The early Native Americans named it Spanish moss; the French called it “mousse.”
It’s not really moss at all, but an epiphyte, Capt. Billy says, an air plant nourished by moisture and nutrition from the air.
“When I was a little bitty baby, I slept on my grandmother’s mattress stuffed with Spanish moss. In the hot Louisiana weather, it was cooler than other stuffing.”
“The upholstery of every Model T Ford, chairs and couches were stuffed with it. It’s as strong as horsehair.” He takes out one strand from a clump of moss and we tug at it. Strong indeed. “During the Civil War, they used it to stitch soldiers’ wounds around here.” The Cajun were poor and found ingenious ways to make do with what nature provided them.
“Keep your hands inside,” Capt. Billy warns as we cruise past alligators sleeping on the sun-warmed roots of waterlogged cypress trees.

The ‘Gator Whisperer’
“Jolie,” Capt. Billy calls out gently. “Come on, baby.” A large six-foot alligator slides off a bank and, with a sleek muscular swish of its tail, ripples through the water toward us. Who knew there were “gator whisperers” in the world?
“When you come down the bayou at night, all you see is their red eyes shining in the dark. For every gator you see by day, there’s another 25 watching you out there.”

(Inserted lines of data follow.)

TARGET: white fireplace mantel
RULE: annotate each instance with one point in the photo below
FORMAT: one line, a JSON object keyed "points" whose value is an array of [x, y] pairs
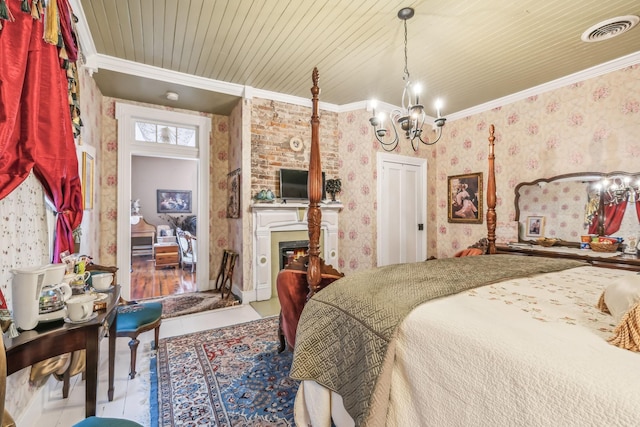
{"points": [[270, 217]]}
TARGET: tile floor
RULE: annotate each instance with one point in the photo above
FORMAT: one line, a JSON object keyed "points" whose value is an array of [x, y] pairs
{"points": [[131, 397]]}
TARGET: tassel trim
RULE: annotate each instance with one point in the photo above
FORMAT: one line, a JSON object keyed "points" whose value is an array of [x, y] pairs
{"points": [[602, 306], [5, 13]]}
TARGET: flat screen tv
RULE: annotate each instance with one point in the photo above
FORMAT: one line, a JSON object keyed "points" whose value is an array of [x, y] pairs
{"points": [[293, 184]]}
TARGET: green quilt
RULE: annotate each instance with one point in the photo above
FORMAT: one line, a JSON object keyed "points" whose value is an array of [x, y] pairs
{"points": [[346, 336]]}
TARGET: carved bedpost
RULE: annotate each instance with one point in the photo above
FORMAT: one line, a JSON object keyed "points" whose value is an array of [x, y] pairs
{"points": [[491, 195], [314, 186]]}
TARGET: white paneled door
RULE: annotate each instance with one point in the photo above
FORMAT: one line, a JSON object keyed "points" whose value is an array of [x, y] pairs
{"points": [[402, 209]]}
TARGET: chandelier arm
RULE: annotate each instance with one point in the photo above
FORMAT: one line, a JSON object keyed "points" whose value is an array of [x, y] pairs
{"points": [[411, 118], [389, 145], [439, 132]]}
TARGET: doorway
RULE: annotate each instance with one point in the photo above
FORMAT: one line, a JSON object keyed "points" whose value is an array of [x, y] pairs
{"points": [[402, 209], [149, 278], [131, 147]]}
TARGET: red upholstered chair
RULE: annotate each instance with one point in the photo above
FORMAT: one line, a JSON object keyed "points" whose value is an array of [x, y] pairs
{"points": [[478, 248], [293, 290]]}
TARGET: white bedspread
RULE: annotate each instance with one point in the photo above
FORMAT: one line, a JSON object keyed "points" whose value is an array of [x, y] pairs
{"points": [[528, 352]]}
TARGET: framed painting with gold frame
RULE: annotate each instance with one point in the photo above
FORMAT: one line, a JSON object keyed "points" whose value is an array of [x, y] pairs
{"points": [[465, 198], [88, 166]]}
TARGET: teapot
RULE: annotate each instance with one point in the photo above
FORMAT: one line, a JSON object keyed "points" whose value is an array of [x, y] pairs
{"points": [[53, 297]]}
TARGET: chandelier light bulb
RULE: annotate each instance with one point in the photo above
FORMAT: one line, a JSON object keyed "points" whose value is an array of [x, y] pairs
{"points": [[438, 106]]}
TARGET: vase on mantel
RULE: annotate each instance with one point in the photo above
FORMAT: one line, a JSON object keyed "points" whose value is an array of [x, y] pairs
{"points": [[333, 187]]}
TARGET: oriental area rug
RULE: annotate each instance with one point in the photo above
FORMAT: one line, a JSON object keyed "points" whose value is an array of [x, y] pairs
{"points": [[194, 302], [231, 376]]}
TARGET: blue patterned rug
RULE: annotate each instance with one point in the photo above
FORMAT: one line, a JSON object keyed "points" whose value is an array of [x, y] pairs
{"points": [[232, 376]]}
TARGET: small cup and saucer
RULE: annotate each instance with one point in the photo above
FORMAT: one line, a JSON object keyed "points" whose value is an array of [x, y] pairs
{"points": [[80, 309]]}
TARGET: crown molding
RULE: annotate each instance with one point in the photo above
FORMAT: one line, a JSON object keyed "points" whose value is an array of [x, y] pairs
{"points": [[95, 61], [598, 70], [87, 47], [162, 74]]}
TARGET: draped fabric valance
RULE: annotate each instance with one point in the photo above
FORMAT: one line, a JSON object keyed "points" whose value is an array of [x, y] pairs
{"points": [[36, 107]]}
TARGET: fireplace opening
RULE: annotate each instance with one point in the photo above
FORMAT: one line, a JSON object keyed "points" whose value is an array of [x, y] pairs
{"points": [[292, 250]]}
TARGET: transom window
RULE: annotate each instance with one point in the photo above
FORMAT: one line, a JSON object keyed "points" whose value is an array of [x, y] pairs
{"points": [[165, 134]]}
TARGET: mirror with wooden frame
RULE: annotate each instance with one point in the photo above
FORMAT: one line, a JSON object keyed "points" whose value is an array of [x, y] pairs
{"points": [[566, 207]]}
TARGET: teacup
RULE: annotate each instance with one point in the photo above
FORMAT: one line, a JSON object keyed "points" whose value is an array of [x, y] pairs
{"points": [[80, 307], [101, 281], [76, 279]]}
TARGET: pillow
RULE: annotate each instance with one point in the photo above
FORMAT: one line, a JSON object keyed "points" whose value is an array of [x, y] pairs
{"points": [[621, 295]]}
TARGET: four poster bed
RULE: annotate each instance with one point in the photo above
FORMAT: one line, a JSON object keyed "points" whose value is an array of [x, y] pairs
{"points": [[477, 340]]}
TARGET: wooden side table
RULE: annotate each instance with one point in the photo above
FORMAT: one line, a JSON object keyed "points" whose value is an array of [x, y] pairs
{"points": [[167, 255]]}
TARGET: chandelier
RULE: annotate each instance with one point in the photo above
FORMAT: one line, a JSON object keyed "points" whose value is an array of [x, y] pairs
{"points": [[411, 117]]}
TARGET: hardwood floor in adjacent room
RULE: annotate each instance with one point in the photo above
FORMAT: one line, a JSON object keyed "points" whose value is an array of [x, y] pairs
{"points": [[147, 282]]}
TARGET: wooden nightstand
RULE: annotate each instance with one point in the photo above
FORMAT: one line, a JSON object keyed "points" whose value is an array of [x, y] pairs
{"points": [[167, 255]]}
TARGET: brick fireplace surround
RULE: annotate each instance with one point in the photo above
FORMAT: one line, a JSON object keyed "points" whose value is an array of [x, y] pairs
{"points": [[283, 217]]}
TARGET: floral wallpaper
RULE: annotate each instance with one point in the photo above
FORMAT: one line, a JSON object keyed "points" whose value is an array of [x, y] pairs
{"points": [[24, 242], [236, 230], [592, 125], [90, 109], [219, 144], [357, 148]]}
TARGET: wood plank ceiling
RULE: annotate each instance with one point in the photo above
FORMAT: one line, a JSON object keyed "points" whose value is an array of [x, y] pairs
{"points": [[466, 51]]}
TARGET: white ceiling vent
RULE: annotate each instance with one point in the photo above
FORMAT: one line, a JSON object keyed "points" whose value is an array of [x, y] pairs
{"points": [[610, 28]]}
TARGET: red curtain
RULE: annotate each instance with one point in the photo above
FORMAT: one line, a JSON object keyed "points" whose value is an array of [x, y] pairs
{"points": [[35, 122], [613, 214]]}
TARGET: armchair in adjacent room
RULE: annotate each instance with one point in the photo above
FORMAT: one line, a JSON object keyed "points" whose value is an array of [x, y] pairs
{"points": [[188, 252]]}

His alligators — those who respond when he calls them because he feeds them chicken pieces — remain hidden from sight. Capt. Billy explains that they are still hunted and killed, and it took him years to train a few to respond to his own unique call.

The Bayou’s Worst Enemy
“In 40 years, I’ve only had to wrestle a gator a few times,” Capt. Billy tells us while pointing out snapping turtles sunning on a log and a bald eagle’s nest high up in a tree. “You got to have eyes in the back of your head when you wade out in the water to check your crawfish traps. The worst is the water moccasin — now that’s one deadly snake!” We all recoil at the thought of them out there.
These inter-coastal byways begin in Texas and go all the way to Florida along the Gulf of Mexico, and Capt. Billy stresses the need to protect the coastline. “Due to hurricanes and storms, the salt water levels are rising which is killing the wetlands. And due to oil companies developing down here, and the nutria (a large rodent the size of a beaver that is destroying coastal Louisiana by chomping its way through the state’s wetlands) and the wild hog population, plus other reasons, we lose a football field of land here every 30 minutes.”
Capt. Billy teaches us a lot during our two-hour tour with him out in the Cajun swamps. The fragile ecology of these wetlands is threatened by global warming, warmer waters (which change the sex ratio of alligators and turtles), oil spills, chemical pollution and rising sea waters.
When you live in a landscape where the land meets the water, where the coastline changes constantly, it is clear that you live at the mercy of a delicate balance of the forces of man and nature. Capt. Billy worries about the barrier islands off the coast of Terrebonne Parish — where he lives. “They’re our first line of defense from hurricanes and storms. Without them, half of Terrebonne Parish would vanish during a flood.”
As he returns the swamp boat to the pier, Captain Billy makes a passionate plea for the conservation of this habitat: “These wetlands are not only important to us, they’re important to the state of Louisiana and the whole nation. These wetlands are a paradise. We have hundreds of different migratory birds that nest here on land built by the sediment of the Mississippi River over thousands of years. That’s why it’s so rich and why everything is so beautiful and green and the wildlife is so abundant.
“Weather changes, coastal damage, and salt-water intrusion are killing the marsh and all the cypress trees. It brings tears to my eyes,” Captain Billy adds. “Come and see it while it’s still here.”